And I've had a taste of both today. Although, you can all be proud of me - I took my children to Coldstone, got them each a kid's size and abstained from ordering one on my own. I only dabbled a couple teaspoons in tax from each of them. However I was in turmoil when Mike was teaching tonight and I couldn't swallow everything single thing he said. I think God was showing me that is a gift - the need to wrestle with truth for myself - not to buy it all just because someone I know, trust and love speaks it (even if he is the most studied man on the planet in this subject!). I was in even greater turmoil when he read Daniel 9-10, quoting specifically how the angel came to bring him UNDERSTANDING of the prophecies in response to FASTING. Can't he just leave well enough alone? Why bring that topic up? I was just beginning to enjoy eating all I wanted when I wanted!
So now I am left with this nagging hunger for revelation along with the urgency that the unveiling of truth will be what keeps me standing in the end. I am going to fast. Grunt. Sigh. There is no other way down this path and I HAVE TO HAVE TRUTH.
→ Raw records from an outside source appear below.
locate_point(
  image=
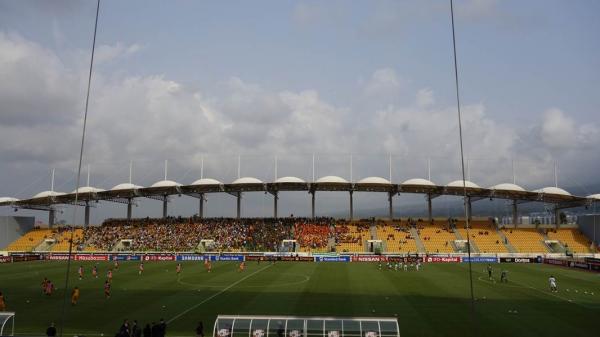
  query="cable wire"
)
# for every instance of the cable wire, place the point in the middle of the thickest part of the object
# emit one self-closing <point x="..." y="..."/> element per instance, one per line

The next couple days I will spend feasting (because it's Mother's Day for crying out loud!) and then I will smack a little oil on my face so no one knows the groaning in my gut. In the spirit of don't ask, don't tell, I won't say how or when I will fast. It really doesn't matter. All I know is that there is a narrow path staring me in the face and as I look behind me there is nothing worth turning back to. Anyone wanna go along?